Hi Russell & Eric,

Basing on Russell's patch, I was thinking of something like the
attached patch.
However, I'm wondering if the xfs_attr_set_int() change to use
a req_size for non-fitting shortform EA's is worth it - as it is a bit
of a prediction (trying to codify what I was thinking).
Russell, perhaps I should just send in sf_size like you initially intended.
In fact, the more I think about it, I'm more inclined to just pass
in sf_size.

Haven't tested the patch out yet. Just wanted to discuss it a bit.

Cheers,
Tim.

Russell Cattelan wrote:
> Timothy Shimmin wrote:
> 
>> Hi Guys,
>>
>> So just looking at the first part, which as Eric suggested can be 
>> considered
>> on its own.
>>
>> Index: work_gfs/fs/xfs/xfs_attr.c
>> ===================================================================
>> --- work_gfs.orig/fs/xfs/xfs_attr.c    2006-11-21 18:38:27.572949303 
>> -0600
>> +++ work_gfs/fs/xfs/xfs_attr.c    2006-11-21 18:44:51.666033422 -0600
>> @@ -210,8 +210,20 @@ xfs_attr_set_int(xfs_inode_t *dp, const
>>      * (inode must not be locked when we call this routine)
>>      */
>>     if (XFS_IFORK_Q(dp) == 0) {
>> -        if ((error = xfs_bmap_add_attrfork(dp, size, rsvd)))

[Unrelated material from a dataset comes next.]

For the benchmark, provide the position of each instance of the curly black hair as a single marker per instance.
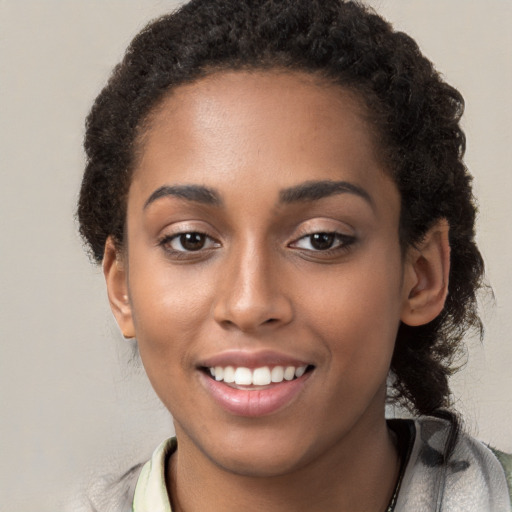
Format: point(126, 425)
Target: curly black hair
point(415, 113)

>> -            return(error);
>> +        if ((dp->i_d.di_aformat == XFS_DINODE_FMT_LOCAL) ||
>> +            ((dp->i_d.di_aformat == XFS_DINODE_FMT_EXTENTS) &&
>> +             (dp->i_d.di_anextents == 0))) {
>> +            /* xfs_bmap_add_attrfork will set the forkoffset based on
>> +             * the size needed, the local attr case needs the size
>> +             * attr plus the size of the hdr, if the size of
>> +             * header is not accounted for initially the forkoffset
>> +             * won't allow enough space, the actually attr add will
>> +             * then be forced out out line to extents
>> +             */
>> +            size += sizeof(xfs_attr_sf_hdr_t);
>> +            if ((error = xfs_bmap_add_attrfork(dp, size, rsvd)))

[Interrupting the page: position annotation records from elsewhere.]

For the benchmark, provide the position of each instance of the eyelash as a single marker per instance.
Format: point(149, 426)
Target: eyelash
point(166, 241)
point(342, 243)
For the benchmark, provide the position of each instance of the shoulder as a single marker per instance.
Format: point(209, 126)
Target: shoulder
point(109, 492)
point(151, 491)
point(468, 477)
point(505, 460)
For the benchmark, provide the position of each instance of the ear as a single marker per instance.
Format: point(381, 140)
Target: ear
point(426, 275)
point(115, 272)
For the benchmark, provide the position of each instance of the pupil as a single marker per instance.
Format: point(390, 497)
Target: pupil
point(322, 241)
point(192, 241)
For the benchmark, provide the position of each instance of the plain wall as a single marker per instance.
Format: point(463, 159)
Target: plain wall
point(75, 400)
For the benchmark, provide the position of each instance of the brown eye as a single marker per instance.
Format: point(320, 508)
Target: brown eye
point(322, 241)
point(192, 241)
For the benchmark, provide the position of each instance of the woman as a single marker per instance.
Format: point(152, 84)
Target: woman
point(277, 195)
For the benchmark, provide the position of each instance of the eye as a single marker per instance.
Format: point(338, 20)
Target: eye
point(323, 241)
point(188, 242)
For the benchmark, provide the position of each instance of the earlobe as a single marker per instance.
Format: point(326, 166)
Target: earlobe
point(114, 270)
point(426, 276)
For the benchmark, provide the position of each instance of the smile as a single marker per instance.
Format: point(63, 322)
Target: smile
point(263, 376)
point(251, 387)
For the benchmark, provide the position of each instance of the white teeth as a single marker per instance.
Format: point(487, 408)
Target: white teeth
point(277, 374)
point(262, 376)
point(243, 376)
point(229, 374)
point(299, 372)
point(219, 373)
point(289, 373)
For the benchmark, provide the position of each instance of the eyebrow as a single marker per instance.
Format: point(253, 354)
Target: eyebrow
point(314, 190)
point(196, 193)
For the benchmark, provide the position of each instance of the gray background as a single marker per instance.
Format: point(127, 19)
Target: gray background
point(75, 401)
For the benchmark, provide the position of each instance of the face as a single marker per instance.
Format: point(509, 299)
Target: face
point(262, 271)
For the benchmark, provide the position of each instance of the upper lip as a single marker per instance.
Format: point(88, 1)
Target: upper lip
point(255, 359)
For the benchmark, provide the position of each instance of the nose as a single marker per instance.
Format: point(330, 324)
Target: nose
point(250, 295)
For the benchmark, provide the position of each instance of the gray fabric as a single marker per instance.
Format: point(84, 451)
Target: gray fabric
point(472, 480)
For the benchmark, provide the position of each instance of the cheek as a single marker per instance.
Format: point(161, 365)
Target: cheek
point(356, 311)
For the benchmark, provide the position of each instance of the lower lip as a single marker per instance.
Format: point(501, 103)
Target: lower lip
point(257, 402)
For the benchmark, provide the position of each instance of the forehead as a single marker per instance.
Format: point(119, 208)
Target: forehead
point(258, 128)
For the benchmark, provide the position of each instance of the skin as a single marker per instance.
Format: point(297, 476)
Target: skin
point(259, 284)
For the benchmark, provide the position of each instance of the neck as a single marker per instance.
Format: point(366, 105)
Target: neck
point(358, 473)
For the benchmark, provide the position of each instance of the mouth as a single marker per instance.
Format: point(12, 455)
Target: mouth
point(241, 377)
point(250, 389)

>> +                return(error);
>> +        }
>>     }
>>
>> --On 22 November 2006 10:38:16 AM -0600 Eric Sandeen 
>> <sandeen@sandeen.net> wrote:
>>
>>>> By fixing the initial size calculation at least things like SElinux
>>>> which is adding one attr won't cause the attr segment to flip to 
>>>> extents
>>>> immediately.
>>>> The second attr will cause the flip but not the first one.
>>>
>>>
>>> I'd say this part (fixing up proper space for the initial attr fork 
>>> setup) should probably go in
>>> soon if it gets good reviews (with the removal of the extra tests, as 
>>> we discussed on irc last
>>> night).  I think this proper change stands on its own just fine.
>>>
>>
>> So yeah, as you said in IRC, the brace is in the wrong spot and
>> the di_aformat tests don't make any sense here.
>> Basically, we know that fork offset is zero and therefore that the 
>> di_aformat should be
>> set at XFS_DINODE_FMT_EXTENTS and di_anetents will be zero.

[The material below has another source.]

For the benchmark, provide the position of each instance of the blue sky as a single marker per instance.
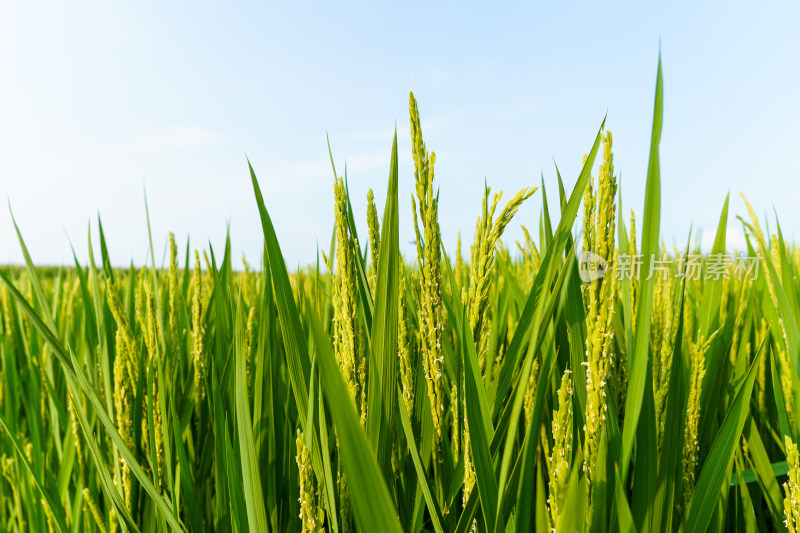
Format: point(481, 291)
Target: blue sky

>> As this is the state before we add in an attribute fork.
>> Why we have this initial state as extents, I'm not too sure and 
>> wondered in the
>> past. Maybe because this state is one which doesn't occupy any space 
>> in the literal area.
>> A shortform EA has a header at least.
>>
>> My next concern is that the size that is calculated is presumably 
>> trying to accomodate
>> the shortform EA. However, the calculation is for the sf header and 
>> the space for a
>> a xfs_attr_leaf_name_local with given namelen and valuelen.
>> It would be better to base it on an xfs_attr_sf_entry type.
>> So I think we need to rework this calculation.
>>
>> Which leads me on to the next issue.
>> We don't know what EA form we are going to take,
>> so we can't really assume that it will be shortform.
>> If the EA name or value is big then the EA will go into extents and 
>> could occupy very
>> little room in the inode.
>> With the current & proposed test this could make the bytesfit function 
>> return 0
>> (the offset calculated in bytesfit could also go negative) and
>> then we would set the forkoff back at the old attr1 default.
>> So we might have 1 EA extent in the inode taking little space and yet 
>> setting the forkoff
>> in the middle.
> 
> Yes I agree worst cast scenario is that the inode has reverted to an 
> attr1 split and
> that space is being wasted in the attr portion. By the time an inode has 
> flipped to
> btree mode for di_u how much of a performance hit is really going to be 
> noticed?
> mapping the blocks for that inode is going to take multiple reads.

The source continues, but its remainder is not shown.